Can you provide full reproducer steps from a fresh arch install (including installing and setting up lxd, as that didn't work for me, it was complaining during installing dependencies about missing btrfs sources, when I tried it before and followed the arch docs) which is why I switched to alpine to test it instead.
I just did a fresh arch install on a VM and was unable to reproduce the issue, although I did some more testing and noted something interesting.
On my machine with the old arch install, it's possible to "fix" the issue by using an .img file instead of existing path with the BTRFS backend, but on the fresh arch install both methods work.
Output from my machine with the old arch install:
root@tank ~
❯ lxc storage create newbtrfs btrfs
Storage pool newbtrfs created
root@tank ~
❯ lxc storage ls
+----------+--------+------------------------------------+-------------+---------+---------+
| NAME | DRIVER | SOURCE | DESCRIPTION | USED BY | STATE |
+----------+--------+------------------------------------+-------------+---------+---------+
| default | btrfs | /var/lib/lxd/storage-pools/default | | 128 | CREATED |
+----------+--------+------------------------------------+-------------+---------+---------+
| newbtrfs | btrfs | /var/lib/lxd/disks/newbtrfs.img | | 0 | CREATED |
+----------+--------+------------------------------------+-------------+---------+---------+
root@tank ~
❯ lxc launch images:archlinux testcontainer --storage newbtrfs
Creating testcontainer
Starting testcontainer
(container started without issue)
root@tank ~
❯ lxc stop testcontainer
root@tank ~
❯ lxc rm testcontainer
root@tank ~
❯ lxc storage rm newbtrfs
Storage pool newbtrfs deleted
root@tank ~
❯ lxc storage create newbtrfs btrfs source=/var/lib/lxd/storage-pools/newbtrfs
Storage pool newbtrfs created
root@tank ~
❯ lxc storage ls
+----------+--------+-------------------------------------+-------------+---------+---------+
| NAME | DRIVER | SOURCE | DESCRIPTION | USED BY | STATE |
+----------+--------+-------------------------------------+-------------+---------+---------+
| default | btrfs | /var/lib/lxd/storage-pools/default | | 128 | CREATED |
+----------+--------+-------------------------------------+-------------+---------+---------+
| newbtrfs | btrfs | /var/lib/lxd/storage-pools/newbtrfs | | 0 | CREATED |
+----------+--------+-------------------------------------+-------------+---------+---------+
root@tank ~
❯ lxc launch images:archlinux testcontainer --storage newbtrfs
Creating testcontainer
Error: Failed instance creation: Failed creating instance from image: Failed to run: btrfs qgroup create 0/118390 /var/lib/lxd/storage-pools/newbtrfs/images/e02e5aaa2325820ef2d88607de0af1d2aaf41d767fbc6b61ab1e52876e5b97b8: exit status 1 (ERROR: unable to create quota group: File exists)

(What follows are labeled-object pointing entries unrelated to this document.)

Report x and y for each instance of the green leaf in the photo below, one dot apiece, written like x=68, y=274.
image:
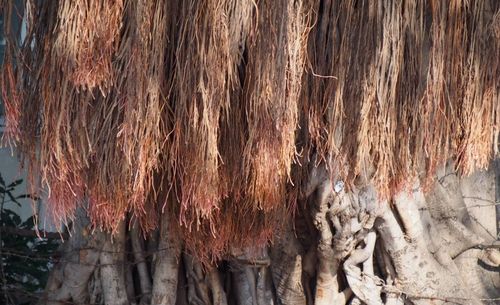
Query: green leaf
x=15, y=183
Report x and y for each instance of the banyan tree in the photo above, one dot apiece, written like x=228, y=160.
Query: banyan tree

Also, "/var/lib/lxd/storage-pools/default/images/" is empty even though I have at least one image. Not sure if that's of any interest.
root@tank ~
❯ lxc image ls
+-------+--------------+--------+------------------------------------------+--------------+-----------+----------+-------------------------------+
| ALIAS | FINGERPRINT | PUBLIC | DESCRIPTION | ARCHITECTURE | TYPE | SIZE | UPLOAD DATE |
+-------+--------------+--------+------------------------------------------+--------------+-----------+----------+-------------------------------+
| | 5f46674de4b6 | no | Archlinux current amd64 (20230115_04:19) | x86_64 | CONTAINER | 177.56MB | Jan 15, 2023 at 11:23pm (UTC) |
+-------+--------------+--------+------------------------------------------+--------------+-----------+----------+-------------------------------+
root@tank ~
❯ ls -la /var/lib/lxd/storage-pools/default/images
total 0
drwx--x--x 1 root root 0 16 jan 00.19 ./
drwxr-xr-x 1 root root 214 26 sep 11.25 ../
root@tank ~
❯ lxc storage ls
+---------+--------+------------------------------------+-------------+---------+---------+
| NAME | DRIVER | SOURCE | DESCRIPTION | USED BY | STATE |
+---------+--------+------------------------------------+-------------+---------+---------+
| default | btrfs | /var/lib/lxd/storage-pools/default | | 128 | CREATED |
+---------+--------+------------------------------------+-------------+---------+---------+
OK good, so it works on new storage pools then, at least I'm not going mad :)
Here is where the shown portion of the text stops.